Start to add chicken stock to the rice mixture 1/4 c. at a time, stirring with each addition and cooking the mixture until the liquid has mostly evaporated. Continue to ladle the stock into the rice mixture, stirring after each addition to make sure that the rice does not stick to the bottom of the pan. You will start to see the starch being released from the rice and its overall volume will begin to increase in size.
After putting about 1 1/2 c. of the stock into the rice mixture, taste it to see how the risotto is progressing. It is probably still a bit crunchy on the inside. Continue to add stock, 1/2 c. at a time, until the rice is mostly tender with a slight resistance when bitten or al dente in texture, probably after about another cup or so of stock. Add the mushroom mixture to the pan and fold in to incorporate everything. Add the thyme, salt, and pepper to the mixture and stir to combine so as not to break up the mushrooms too much.
Taste the risotto to make sure the seasoning works. If the mixture is a bit dry, add another 1/4 c. stock and stir it together. The risotto should be creamy but not soupy with the grains still maintaining their shape; it should flow on the plate without any excess liquid (all’onda – or “like a wave” in Italian). Remove the pan from the stove and add the cheese and the butter. The butter might seem like a bit of overkill, but it does contribute to the creamy mouthfeel of the dish.
Serve immediately with extra grated Parmesan cheese on the side and a bit of additional fresh thyme for garnish. To make this dish even a bit more luxurious, it could also be finished with a drizzle of truffle oil.
*Kitchen Witch Tip:
When our chef-instructor was demonstrating how to make this dish, he gave the class a general ratio of 3:1, liquid to rice as the proportion to keep in mind for making it. I almost emitted an audible squeak of dismay after he said that. Risotto, as anyone who has made it multiple times can tell you, is a fickle beast, which is why people find it daunting to make. I, however, love doing it and find it brings out an inner sense of culinary Zen for me. I enjoy the whole process of stirring, watching the starch coming out of the grains, seeing the rice expand and become creamy, and then, of course, getting to eat the end results.

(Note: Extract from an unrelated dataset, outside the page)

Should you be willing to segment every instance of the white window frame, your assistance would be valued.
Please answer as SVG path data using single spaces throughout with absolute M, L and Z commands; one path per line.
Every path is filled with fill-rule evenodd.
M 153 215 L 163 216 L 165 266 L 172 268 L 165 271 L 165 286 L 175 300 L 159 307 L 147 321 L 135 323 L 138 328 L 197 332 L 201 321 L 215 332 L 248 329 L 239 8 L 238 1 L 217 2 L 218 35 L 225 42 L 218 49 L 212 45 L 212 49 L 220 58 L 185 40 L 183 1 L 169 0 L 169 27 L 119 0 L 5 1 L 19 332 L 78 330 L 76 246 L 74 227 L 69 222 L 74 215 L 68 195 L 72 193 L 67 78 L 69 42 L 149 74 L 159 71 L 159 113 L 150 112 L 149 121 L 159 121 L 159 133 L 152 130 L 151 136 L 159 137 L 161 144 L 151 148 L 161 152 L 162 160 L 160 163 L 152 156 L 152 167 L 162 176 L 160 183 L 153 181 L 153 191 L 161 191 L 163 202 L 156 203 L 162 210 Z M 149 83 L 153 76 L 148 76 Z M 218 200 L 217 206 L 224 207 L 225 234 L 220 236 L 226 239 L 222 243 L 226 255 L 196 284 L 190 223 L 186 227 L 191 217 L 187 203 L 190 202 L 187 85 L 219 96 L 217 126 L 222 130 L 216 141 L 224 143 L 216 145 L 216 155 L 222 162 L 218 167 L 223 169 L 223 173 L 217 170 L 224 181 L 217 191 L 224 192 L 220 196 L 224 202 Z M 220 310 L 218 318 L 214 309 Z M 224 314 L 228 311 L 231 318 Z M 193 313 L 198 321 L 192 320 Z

In this recipe, including the wine, the ratio of liquid to rice that I used was closer to 2.25:1 (o.k., yes, math nerds in my family, I know it’s actually 2.33 repeating, geeze.). To bring it up to a higher level of creaminess, I could have gone as far as a ratio of 2.5:1. At 3:1, as the chef had advised, the risotto would have been come a soupy mess. When we were on a conference call yesterday, Chef Dennis Littley shared with me the advice that he was given as a young chef, “Feel the food. It will tell you what it takes to make it complete.” Risotto is definitely one of those dishes that does just that.